The Renewable Energy Association (REA) has criticised the government for reducing solar tariff rates by up to 49%on large scale schemes.
The Department for Energy and Climate Change (Decc) has announced its fast-track review into feed-in tariffs for small scale low carbon electricity generation.
The rates have been reduced by up to 70% with no transition arrangements.
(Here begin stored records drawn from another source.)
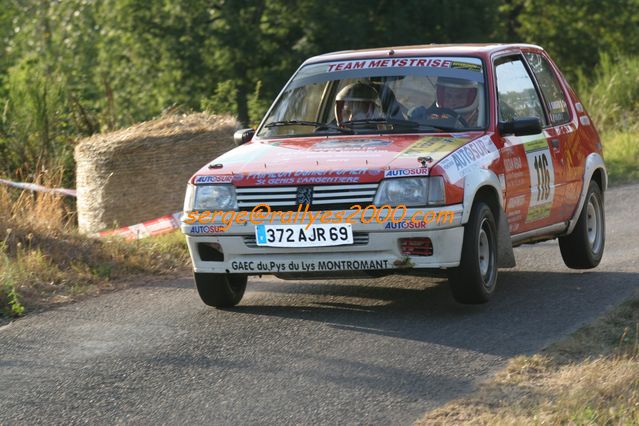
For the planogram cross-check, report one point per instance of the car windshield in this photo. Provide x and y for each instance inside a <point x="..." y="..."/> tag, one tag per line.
<point x="405" y="95"/>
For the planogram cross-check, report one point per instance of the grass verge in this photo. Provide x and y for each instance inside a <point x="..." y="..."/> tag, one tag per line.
<point x="592" y="377"/>
<point x="44" y="261"/>
<point x="621" y="154"/>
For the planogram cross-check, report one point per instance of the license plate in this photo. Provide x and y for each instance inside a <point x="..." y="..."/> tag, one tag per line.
<point x="298" y="236"/>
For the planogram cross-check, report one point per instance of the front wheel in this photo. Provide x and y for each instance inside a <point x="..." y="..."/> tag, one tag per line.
<point x="583" y="248"/>
<point x="473" y="281"/>
<point x="220" y="290"/>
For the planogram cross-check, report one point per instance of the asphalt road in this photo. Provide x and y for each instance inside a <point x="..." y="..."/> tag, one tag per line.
<point x="365" y="351"/>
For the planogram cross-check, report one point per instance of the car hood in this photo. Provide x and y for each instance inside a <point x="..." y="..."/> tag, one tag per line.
<point x="343" y="159"/>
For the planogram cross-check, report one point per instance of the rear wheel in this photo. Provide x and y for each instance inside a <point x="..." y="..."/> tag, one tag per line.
<point x="583" y="248"/>
<point x="473" y="281"/>
<point x="220" y="290"/>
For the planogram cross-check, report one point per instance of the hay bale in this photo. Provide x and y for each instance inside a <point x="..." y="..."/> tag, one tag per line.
<point x="140" y="173"/>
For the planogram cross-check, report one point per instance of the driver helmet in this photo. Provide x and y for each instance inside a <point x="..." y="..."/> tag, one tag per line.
<point x="358" y="101"/>
<point x="457" y="94"/>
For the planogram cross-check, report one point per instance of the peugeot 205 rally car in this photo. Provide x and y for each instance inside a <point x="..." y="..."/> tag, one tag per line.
<point x="490" y="136"/>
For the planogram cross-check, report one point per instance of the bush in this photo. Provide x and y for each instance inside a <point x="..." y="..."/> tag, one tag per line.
<point x="612" y="95"/>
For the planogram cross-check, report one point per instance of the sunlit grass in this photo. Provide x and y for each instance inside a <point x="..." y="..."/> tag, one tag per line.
<point x="44" y="260"/>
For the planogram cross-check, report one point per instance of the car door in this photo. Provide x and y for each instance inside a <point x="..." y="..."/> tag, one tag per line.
<point x="530" y="165"/>
<point x="561" y="132"/>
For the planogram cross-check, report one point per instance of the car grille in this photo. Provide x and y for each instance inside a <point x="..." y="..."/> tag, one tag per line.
<point x="324" y="197"/>
<point x="359" y="239"/>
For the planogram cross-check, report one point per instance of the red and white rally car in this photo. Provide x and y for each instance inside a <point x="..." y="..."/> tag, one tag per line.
<point x="491" y="135"/>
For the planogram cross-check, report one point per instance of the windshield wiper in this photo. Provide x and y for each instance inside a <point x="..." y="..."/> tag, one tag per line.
<point x="391" y="121"/>
<point x="316" y="124"/>
<point x="404" y="123"/>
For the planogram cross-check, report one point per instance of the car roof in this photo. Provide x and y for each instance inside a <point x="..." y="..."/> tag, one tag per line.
<point x="471" y="49"/>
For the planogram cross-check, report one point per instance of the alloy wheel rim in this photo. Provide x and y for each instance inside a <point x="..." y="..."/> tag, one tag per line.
<point x="594" y="223"/>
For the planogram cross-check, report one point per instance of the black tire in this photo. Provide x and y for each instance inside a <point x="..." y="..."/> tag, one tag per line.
<point x="474" y="280"/>
<point x="584" y="246"/>
<point x="220" y="290"/>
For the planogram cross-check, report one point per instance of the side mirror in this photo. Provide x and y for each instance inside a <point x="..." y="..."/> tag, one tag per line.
<point x="242" y="136"/>
<point x="520" y="126"/>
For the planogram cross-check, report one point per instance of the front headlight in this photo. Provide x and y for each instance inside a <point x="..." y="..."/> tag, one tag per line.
<point x="411" y="192"/>
<point x="210" y="197"/>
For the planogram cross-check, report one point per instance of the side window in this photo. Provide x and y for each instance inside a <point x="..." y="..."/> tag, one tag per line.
<point x="550" y="87"/>
<point x="516" y="94"/>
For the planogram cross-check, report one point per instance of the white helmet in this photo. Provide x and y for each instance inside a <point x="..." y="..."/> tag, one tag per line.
<point x="356" y="101"/>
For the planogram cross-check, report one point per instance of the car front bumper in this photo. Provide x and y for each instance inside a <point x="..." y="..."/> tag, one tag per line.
<point x="376" y="247"/>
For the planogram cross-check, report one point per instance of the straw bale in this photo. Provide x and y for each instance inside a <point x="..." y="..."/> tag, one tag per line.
<point x="140" y="173"/>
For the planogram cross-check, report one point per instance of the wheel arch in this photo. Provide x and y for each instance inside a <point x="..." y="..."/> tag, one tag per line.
<point x="595" y="169"/>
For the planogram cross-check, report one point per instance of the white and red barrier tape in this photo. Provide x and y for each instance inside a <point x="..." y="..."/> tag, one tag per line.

The new rates stand at:
For large photo-voltaic installations:
- >50kW - ≤150kW: 19p/kWh
- >150kW - ≤250kW: 15p/kWh
- >250kW - ≤5MW: 8.5p/kWh
And for farm scale anaerobic digestion installations:
- ≤250kW: 14p/kWh
- >250 - ≤500kW: 13p/kWh
The REA has criticised the changes by making projects “totally unviable”, and adding there was “disbelief within the industry that the Government has totally undermined the PV sector without having first properly understood its potential”.
“Larger PV projects are cheaper, and have a major role in driving down costs,” said REA chief executive Gaynor Hartnell.
“We don’t want boom and bust in this sector either,but pulling the rug out from under the feet of those that have ventured into this market was precisely the wrong response. The UK will return to the solar slow-lane. It’s as good as a retrospective change and that does untold damage to investor confidence. It’s not acceptable and we will fight it.”
However, Climate Change minister Greg Barker said that “in these financially challenging times, it is even more important that we get the balance of the scheme right.”
“The projections for take up of FITs published by the previous government failed to anticipate any large or small scale non-domestic solar PV installations until 2013.
“These projections have clearly proved to be flawed. Current market indications are that a rapid increase in the number of larger solar installations entering the scheme could distort funding for smaller and domestic scale installations as well as other technologies.
“Conversely the current tariff levels have failed to spur a meaningful uptake for anaerobic digestion which means that this technology is not fulfilling its potential contribution to our energy mix.”